Die Anfänge der Freundschaft mit Édouard Manet
1860 freundete Astruc sich mit Claude Monet an. In diesem Jahr lernte er vermutlich auch Édouard Manet kennen. Ihre Freundschaft dauert bis zu Manets Tod 1883. Dreimal hat Manet Zacharie Astruc porträtiert. Zum ersten Mal malte er ihn 1862 in dem Bild Musik im Tuileriengarten (National Gallery (London)/Dublin City Gallery The Hugh Lane, Dublin). Als bedeutendstes Porträt gilt das Bildnis des Dichters Zacharie Astruc von 1866 (Kunsthalle Bremen – Der Kunstverein in Bremen). Ein drittes Mal porträtierte Manet Astruc 1870 mit der Gitarre in der Hand in dem Gemälde Die Musikstunde (Museum of Fine Arts, Boston).

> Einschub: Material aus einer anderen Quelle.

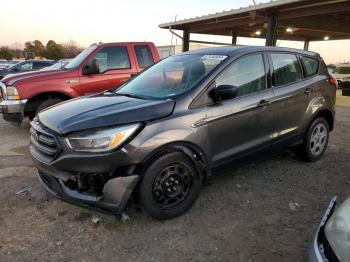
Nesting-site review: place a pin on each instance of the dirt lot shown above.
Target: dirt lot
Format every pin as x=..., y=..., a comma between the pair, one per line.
x=267, y=211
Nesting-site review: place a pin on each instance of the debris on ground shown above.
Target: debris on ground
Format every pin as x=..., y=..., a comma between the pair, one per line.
x=22, y=191
x=293, y=206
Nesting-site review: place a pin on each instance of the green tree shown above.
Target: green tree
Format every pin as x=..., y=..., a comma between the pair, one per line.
x=53, y=50
x=5, y=53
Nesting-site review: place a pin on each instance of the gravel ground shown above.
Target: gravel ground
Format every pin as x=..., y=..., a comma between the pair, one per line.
x=266, y=211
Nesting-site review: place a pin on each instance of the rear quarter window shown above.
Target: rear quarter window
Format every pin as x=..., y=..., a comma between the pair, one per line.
x=286, y=69
x=144, y=56
x=310, y=66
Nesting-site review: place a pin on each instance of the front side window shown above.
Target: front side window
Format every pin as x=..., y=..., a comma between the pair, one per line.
x=81, y=57
x=310, y=66
x=144, y=56
x=286, y=69
x=247, y=74
x=342, y=70
x=113, y=57
x=25, y=67
x=39, y=65
x=172, y=76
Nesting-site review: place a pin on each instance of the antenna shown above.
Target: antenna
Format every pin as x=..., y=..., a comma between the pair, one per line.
x=172, y=36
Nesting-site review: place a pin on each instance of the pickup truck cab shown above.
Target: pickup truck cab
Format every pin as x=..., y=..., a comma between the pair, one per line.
x=98, y=68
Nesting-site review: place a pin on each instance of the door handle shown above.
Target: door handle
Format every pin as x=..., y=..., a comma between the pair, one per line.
x=264, y=103
x=308, y=91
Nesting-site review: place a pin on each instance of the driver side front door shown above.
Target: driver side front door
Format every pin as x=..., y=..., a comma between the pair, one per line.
x=243, y=125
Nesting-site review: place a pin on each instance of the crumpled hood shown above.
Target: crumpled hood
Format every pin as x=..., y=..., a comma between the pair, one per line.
x=102, y=110
x=12, y=77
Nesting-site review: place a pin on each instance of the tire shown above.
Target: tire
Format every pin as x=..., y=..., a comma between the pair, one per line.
x=174, y=172
x=46, y=104
x=315, y=141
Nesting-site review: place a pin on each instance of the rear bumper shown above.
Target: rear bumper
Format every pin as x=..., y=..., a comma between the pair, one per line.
x=13, y=110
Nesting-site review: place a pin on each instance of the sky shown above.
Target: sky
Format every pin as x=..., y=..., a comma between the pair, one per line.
x=87, y=21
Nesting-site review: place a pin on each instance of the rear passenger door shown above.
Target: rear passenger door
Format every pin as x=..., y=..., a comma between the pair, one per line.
x=117, y=65
x=291, y=96
x=243, y=125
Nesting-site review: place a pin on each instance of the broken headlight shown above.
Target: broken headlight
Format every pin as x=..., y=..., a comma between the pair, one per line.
x=101, y=140
x=338, y=231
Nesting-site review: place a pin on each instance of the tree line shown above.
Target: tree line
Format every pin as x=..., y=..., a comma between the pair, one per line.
x=36, y=48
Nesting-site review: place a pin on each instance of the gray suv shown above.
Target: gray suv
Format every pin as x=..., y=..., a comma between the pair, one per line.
x=156, y=139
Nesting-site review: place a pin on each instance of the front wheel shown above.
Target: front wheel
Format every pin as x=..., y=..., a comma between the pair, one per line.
x=316, y=140
x=170, y=186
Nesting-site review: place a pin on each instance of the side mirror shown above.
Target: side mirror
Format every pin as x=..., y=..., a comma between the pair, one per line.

Astruc gehörte zum Kreis um Manet, der sich zunächst im Café de Bade und später im Café Guerbois traf. Dort freundete Astruc sich unter anderem mit Kritikern wie Philippe Burty, Edmond Duranty und besonders mit Armand Silvestre an. Manet und Astruc sind 1862 gleichermaßen von den Auftritten der spanischen Tanzgruppe um Mariano Camprubi begeistert. Während Manet die Tänzerin Lola de Valence porträtiert, komponiert Astruc eine Serenade für sie, die er 1862/63 mit einem von Manet gestalteten Frontispiz veröffentlichte. 1863 wurden Manets Gemälde von der Salonjury abgelehnt. Er stellte stattdessen im Salon des Refusés aus. Sein Gemälde Das Frühstück im Grünen (Musée d’Orsay, Paris), 1863, erregte heftige Kritiken. Zacharie Astruc war damals der einzige, der Manet in einer Rezension verteidigte.

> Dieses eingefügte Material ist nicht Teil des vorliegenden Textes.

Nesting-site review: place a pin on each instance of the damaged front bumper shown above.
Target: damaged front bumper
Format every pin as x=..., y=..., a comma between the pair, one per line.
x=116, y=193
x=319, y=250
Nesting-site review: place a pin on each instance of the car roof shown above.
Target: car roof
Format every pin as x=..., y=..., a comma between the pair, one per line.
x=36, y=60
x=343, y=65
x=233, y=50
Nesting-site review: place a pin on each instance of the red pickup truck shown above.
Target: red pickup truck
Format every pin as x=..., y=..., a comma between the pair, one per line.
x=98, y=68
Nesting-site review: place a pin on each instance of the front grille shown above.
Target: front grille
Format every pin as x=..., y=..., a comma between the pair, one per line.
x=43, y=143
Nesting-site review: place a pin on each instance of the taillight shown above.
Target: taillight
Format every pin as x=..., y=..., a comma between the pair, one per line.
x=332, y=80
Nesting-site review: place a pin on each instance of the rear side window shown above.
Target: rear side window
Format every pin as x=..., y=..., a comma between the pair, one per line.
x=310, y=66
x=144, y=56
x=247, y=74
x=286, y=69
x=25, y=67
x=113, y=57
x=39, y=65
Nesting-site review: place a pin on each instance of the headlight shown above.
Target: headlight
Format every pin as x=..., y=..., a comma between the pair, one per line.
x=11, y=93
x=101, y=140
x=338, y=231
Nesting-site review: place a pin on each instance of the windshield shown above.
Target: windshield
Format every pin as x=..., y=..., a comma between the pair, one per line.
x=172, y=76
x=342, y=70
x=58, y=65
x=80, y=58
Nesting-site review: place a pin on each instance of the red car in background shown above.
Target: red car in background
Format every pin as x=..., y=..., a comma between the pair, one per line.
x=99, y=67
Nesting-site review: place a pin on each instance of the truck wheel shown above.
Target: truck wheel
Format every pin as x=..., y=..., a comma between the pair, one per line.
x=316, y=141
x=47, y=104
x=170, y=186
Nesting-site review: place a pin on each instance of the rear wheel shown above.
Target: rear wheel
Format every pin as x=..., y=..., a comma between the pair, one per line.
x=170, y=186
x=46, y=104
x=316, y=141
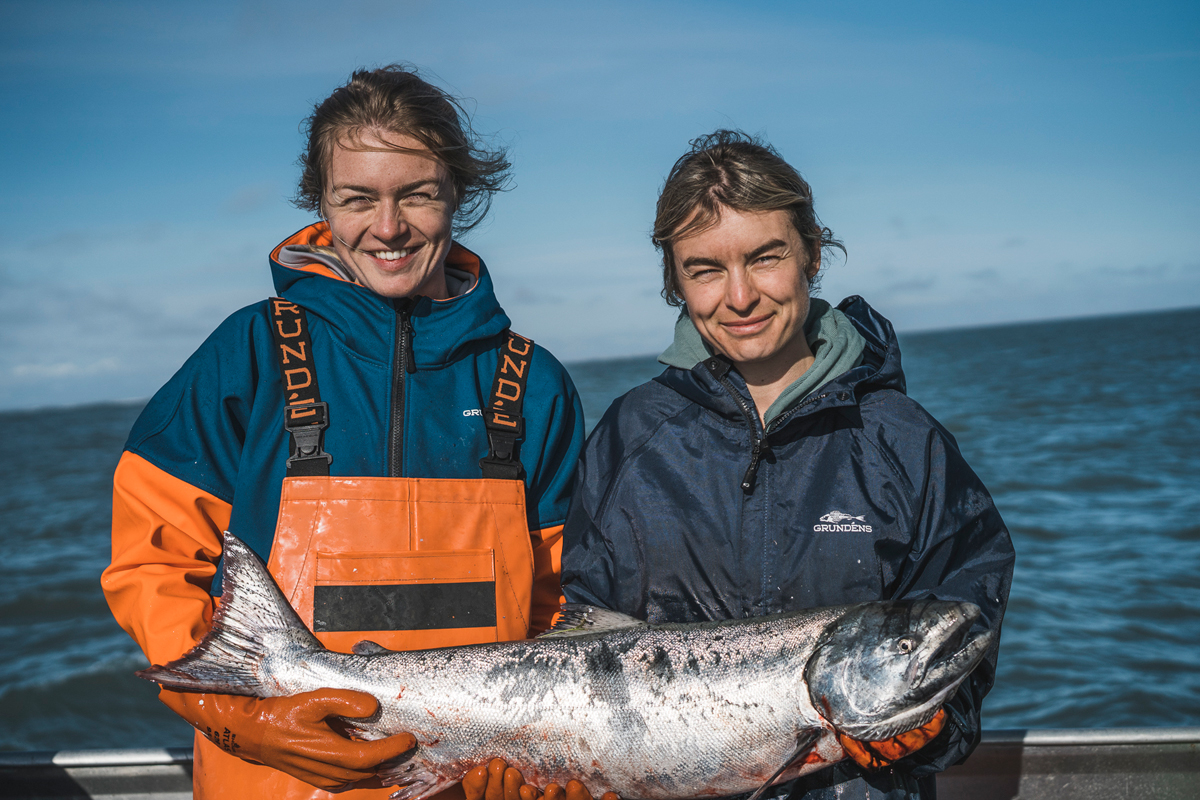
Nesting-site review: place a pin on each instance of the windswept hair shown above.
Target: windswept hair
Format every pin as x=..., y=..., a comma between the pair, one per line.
x=735, y=170
x=395, y=100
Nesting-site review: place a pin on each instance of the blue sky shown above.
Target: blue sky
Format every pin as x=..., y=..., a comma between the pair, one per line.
x=983, y=162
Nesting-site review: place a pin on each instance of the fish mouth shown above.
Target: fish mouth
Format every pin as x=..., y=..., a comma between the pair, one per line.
x=935, y=675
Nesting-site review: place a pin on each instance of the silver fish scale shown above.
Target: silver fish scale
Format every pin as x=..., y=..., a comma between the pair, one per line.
x=652, y=711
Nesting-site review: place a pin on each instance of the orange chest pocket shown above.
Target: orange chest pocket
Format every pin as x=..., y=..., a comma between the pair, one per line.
x=406, y=563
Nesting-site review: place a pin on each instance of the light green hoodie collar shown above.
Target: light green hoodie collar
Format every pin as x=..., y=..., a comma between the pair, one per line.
x=833, y=338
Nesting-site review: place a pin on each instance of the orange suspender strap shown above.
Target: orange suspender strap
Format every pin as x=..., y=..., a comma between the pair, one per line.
x=305, y=417
x=505, y=426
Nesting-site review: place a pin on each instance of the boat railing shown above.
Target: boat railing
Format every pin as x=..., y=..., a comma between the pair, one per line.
x=1060, y=764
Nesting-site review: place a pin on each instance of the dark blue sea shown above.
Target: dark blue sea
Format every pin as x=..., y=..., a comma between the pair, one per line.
x=1087, y=433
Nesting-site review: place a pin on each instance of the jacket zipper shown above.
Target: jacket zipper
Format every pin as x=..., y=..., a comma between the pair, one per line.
x=759, y=446
x=403, y=364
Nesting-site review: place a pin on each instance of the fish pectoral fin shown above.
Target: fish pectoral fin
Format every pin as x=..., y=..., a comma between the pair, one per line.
x=414, y=781
x=804, y=745
x=579, y=619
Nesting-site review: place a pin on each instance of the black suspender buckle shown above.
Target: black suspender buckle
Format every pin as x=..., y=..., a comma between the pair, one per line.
x=307, y=457
x=503, y=434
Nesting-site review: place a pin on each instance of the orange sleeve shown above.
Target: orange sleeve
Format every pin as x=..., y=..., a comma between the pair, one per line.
x=547, y=577
x=166, y=545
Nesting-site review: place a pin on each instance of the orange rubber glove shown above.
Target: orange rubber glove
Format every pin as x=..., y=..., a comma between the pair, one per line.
x=498, y=781
x=874, y=755
x=292, y=733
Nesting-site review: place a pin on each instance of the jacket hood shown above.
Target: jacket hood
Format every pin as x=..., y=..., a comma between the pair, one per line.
x=366, y=322
x=877, y=366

Faszination Spanien und Japan
1864 wurde Astruc von dem Journalisten und Archäologen Adrian Ségoilliot zu einer dreimonatigen Reise durch Spanien eingeladen. Sie waren von Ende Januar bis Mitte Mai unterwegs und besuchten unter anderem Burgos, Valladolid, Madrid und Toledo. Im folgenden Jahr schrieb Astruc für Manet, der Ende August und Anfang September für zehn Tage nach Spanien fuhr, eine ausführliche Reiseanleitung mit Hinweisen zu Sehenswürdigkeiten, Unterkünften und Cafés. Beide waren besonders begeistert von der Malerei von Diego Velázquez und Francisco de Goya.
1865 heiratete Astruc die Belgierin Ida Ochs (1838–1908). Ihre Tochter Isabelle (1866–1952) wurde im folgenden Jahr geboren. Das Ehepaar nahm an den Gesellschaften von Manet und seiner Frau Suzanne Leenhoff teil. Sie war Pianistin und auch Ida Ochs musizierte. Astruc selbst war für seinen Gesang und sein Gitarrenspiel bekannt.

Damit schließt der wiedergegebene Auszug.